Dispersive detection of radio-frequency dressed states

TL;DR

This paper presents a dispersive detection method for alkali atoms in radio-frequency dressed states, enabling robust, low-noise measurements of atomic populations and differences, with potential applications in quantum sensing and atomic clocks.

Contribution

The authors introduce a novel dispersive detection technique using polarisation homodyning for dressed atomic states, improving noise robustness and enabling simultaneous measurement of multiple states.

Findings

Achieved phase-locked detection oscillating at twice the dressing frequency.

Demonstrated simultaneous detection of two optical frequencies for population difference measurement.

Potential for quantum noise limited measurements and spin squeezing.

Abstract

We introduce a method to dispersively detect alkali atoms in radio-frequency dressed states.
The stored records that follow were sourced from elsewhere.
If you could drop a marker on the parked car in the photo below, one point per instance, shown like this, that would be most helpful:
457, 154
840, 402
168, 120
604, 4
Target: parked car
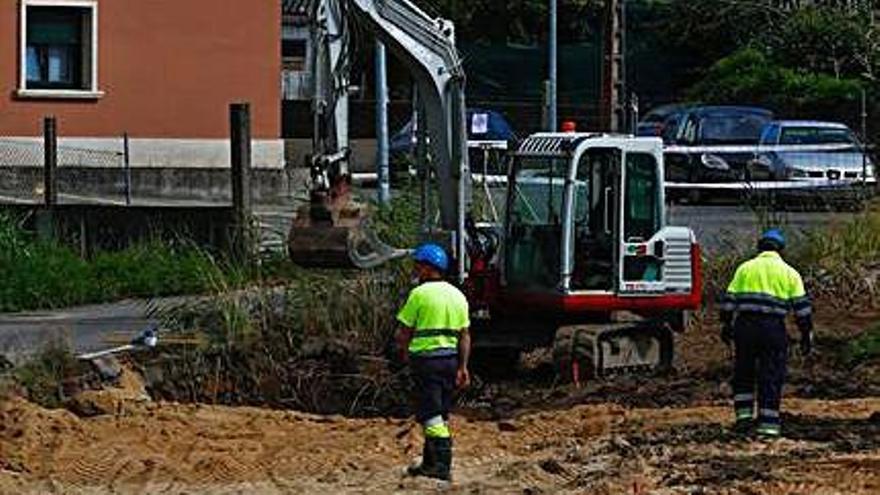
483, 125
714, 144
813, 150
656, 120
In particular, we use dressed detection to measure populations and population differences of atoms prepared in their clock states. Linear birefringence of the atomic medium enables atom number detection via polarisation homodyning, a form of common path interferometry. In order to achieve low technical noise levels, we perform optical sideband detection after adiabatic transformation of bare states into dressed states. The balanced homodyne signal then oscillates independently of field fluctuations at twice the dressing frequency, thus allowing for robust, phase-locked detection that circumvents low-frequency noise. Using probe pulses of two optical frequencies, we can detect both clock states simultaneously and obtain population difference as well as the total atom number. The scheme also allows for difference measurements by direct subtraction of the homodyne signals at the balanced detector, which should technically enable quantum noise limited measurements with prospects for the preparation of spin squeezed states. The method extends to other Zeeman sublevels and can be employed in a range of atomic clock schemes, atom interferometers, and other experiments using dressed atoms.